Foreword Review — Sept / Oct 2001
The authors have distilled the essence of the workshops they’ve led for many years, shaping the core material into a book focused on the fundamentals of writing fiction and memoir, to help aspiring authors enrich their own writing. The husband-and-wife team writes from experience as owners of Leapfrog Press and as novelists whose work has won acclaim, such as Piercy’s best sellers The Longings of Women and Woman on the Edge of Time, and the co-written novel Storm Tide.
Their paperback consists of thirteen chapters that cover the essentials, from “Beginnings” to “Characterization” to the chapter with the enticing title “A Scandal in the Family” to the businesslike section called “Work and Other Habits.” At the end of each of the first nine chapters are exercises that the authors encourage readers to actually complete so they may benefit fully from the book.
“Beginnings” is Chapter 2, yet with its incisive rules (for example, “Do not confuse the Beginning of the Story with the beginning of the events in the story”) and its instruction that writers not take themselves too seriously, this chapter seems to be the book’s natural beginning.

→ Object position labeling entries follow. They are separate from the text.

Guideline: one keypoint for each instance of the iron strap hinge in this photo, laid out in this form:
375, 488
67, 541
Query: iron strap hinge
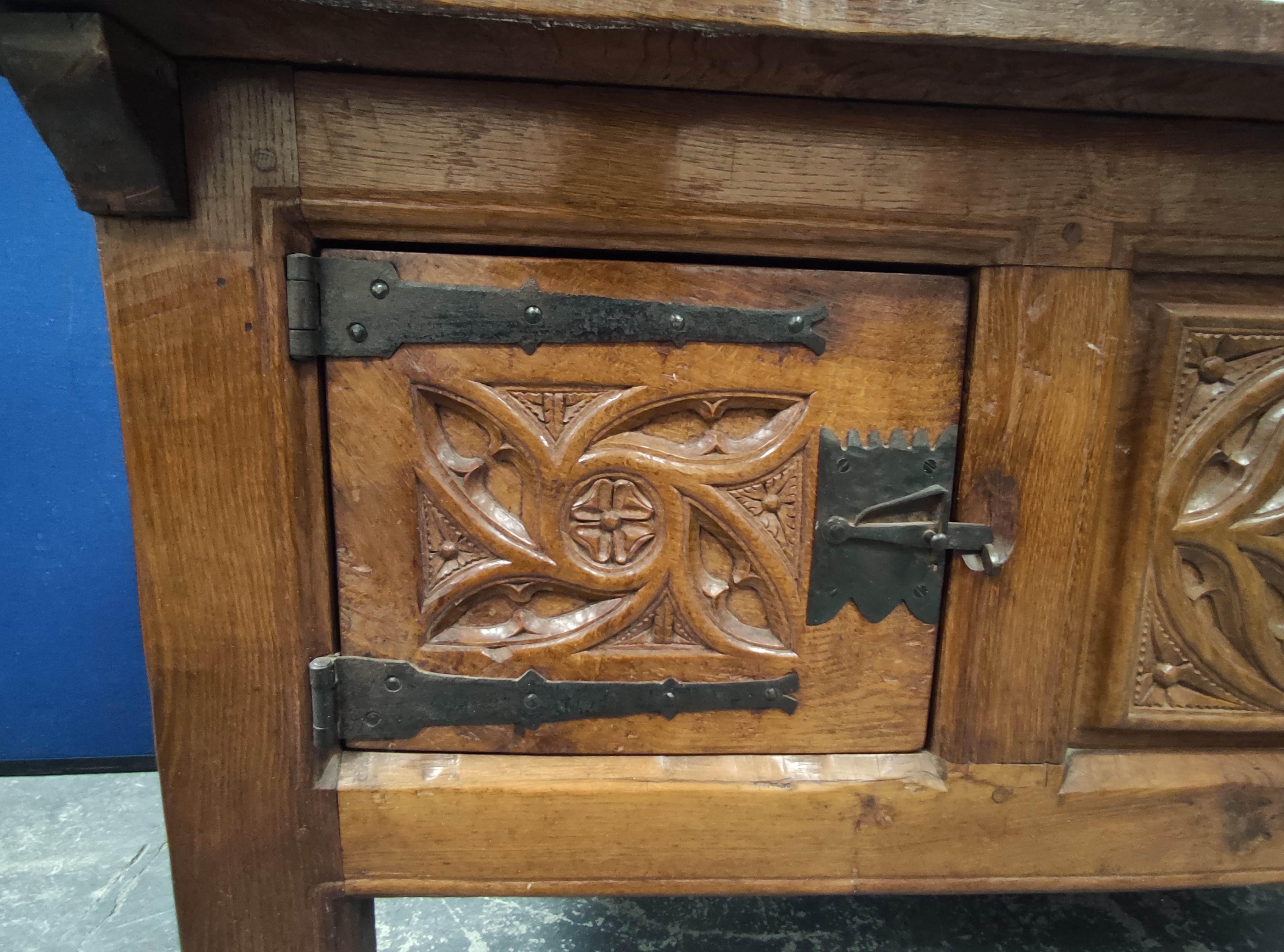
883, 526
359, 308
359, 698
304, 305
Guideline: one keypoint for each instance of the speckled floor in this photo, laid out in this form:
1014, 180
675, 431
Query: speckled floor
84, 868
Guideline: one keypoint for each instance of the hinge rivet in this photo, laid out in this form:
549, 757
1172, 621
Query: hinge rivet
936, 540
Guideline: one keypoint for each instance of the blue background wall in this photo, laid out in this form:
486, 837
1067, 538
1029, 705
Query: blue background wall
72, 681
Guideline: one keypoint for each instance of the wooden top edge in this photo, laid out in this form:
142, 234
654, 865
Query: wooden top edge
379, 770
1250, 30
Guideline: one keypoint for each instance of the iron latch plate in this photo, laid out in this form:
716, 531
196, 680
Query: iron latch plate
359, 698
357, 308
883, 534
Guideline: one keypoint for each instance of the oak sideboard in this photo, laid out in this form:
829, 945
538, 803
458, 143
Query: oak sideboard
682, 449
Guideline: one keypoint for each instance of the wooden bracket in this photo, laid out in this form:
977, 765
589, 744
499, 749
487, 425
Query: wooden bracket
107, 105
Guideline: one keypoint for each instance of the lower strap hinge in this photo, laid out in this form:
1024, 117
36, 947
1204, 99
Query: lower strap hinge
359, 698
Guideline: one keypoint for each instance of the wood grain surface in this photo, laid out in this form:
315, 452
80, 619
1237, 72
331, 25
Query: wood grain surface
504, 825
1232, 29
223, 449
474, 536
848, 67
1187, 585
386, 159
1037, 432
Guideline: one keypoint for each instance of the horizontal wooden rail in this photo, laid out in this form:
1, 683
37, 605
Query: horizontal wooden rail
487, 824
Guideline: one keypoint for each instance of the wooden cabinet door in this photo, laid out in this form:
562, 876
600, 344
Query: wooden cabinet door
636, 512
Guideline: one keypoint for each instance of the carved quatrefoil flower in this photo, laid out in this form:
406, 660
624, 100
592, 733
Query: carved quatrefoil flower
613, 521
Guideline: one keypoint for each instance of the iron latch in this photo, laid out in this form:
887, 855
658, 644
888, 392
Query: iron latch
359, 698
357, 308
883, 526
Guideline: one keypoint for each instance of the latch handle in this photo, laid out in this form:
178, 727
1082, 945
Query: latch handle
939, 536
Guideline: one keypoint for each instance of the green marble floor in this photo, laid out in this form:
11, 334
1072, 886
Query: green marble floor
84, 868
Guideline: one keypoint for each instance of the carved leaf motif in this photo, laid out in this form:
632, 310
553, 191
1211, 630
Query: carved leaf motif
738, 598
557, 410
473, 450
509, 485
1219, 554
661, 627
524, 613
614, 522
1165, 676
446, 546
776, 505
1213, 367
718, 428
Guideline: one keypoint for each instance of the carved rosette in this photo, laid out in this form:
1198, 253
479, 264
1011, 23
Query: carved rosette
613, 521
608, 520
1213, 620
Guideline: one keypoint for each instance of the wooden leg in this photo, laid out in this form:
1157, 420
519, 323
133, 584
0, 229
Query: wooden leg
224, 453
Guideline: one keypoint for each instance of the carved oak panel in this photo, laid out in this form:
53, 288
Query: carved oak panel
636, 512
1206, 580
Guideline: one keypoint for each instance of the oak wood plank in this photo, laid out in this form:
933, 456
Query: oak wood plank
467, 824
223, 450
458, 161
1038, 422
1232, 29
795, 65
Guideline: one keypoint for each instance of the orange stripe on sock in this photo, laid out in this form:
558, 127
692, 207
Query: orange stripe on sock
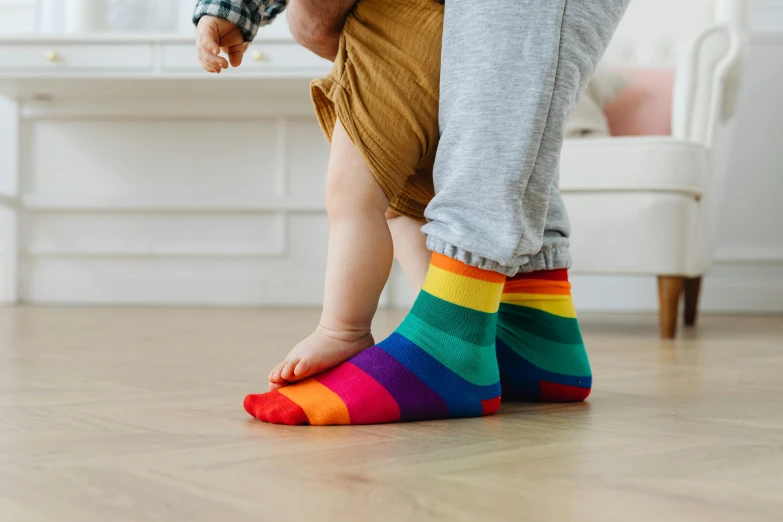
537, 286
560, 274
320, 404
458, 267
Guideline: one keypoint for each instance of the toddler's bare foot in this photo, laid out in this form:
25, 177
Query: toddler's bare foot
320, 351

Another strong chapter is “Characterization,” in which the authors describe three types of characters to avoid in a creative piece and the most important element about a protagonist: the thing he wishes for or fears.
The star of the book is Chapter 10, “A Scandal in the Family.” This seamless and exceptionally engaging chapter belongs to Wood, as he describes how his novel The Kitchen Man was rejected by twenty-four mainstream publishers before he trimmed the manuscript and sent it to two small presses, one of which offered him a contract. Thanks to a passionate publicist, it was reviewed by major newspapers, but the deeper story lies in the fact that Wood’s book contained the truth of the pain he felt growing up with parents who mistreated one another. “I wrote what I had to write. It was the truth of my side of the experience. It may have hurt my parents to read it, it may have embarrassed them, but it did not kill them.” He wisely states, “In the way shared tragedy sometimes does, it brought us closer together.”
With the exception of Chapter 10, it is not clear at the start of some chapters which author is narrating, a flaw some readers may forgive. Overall, the book is a valuable tool for the apprentice in search of practical advice on the craft of fiction and memoir writing from accomplished novelists.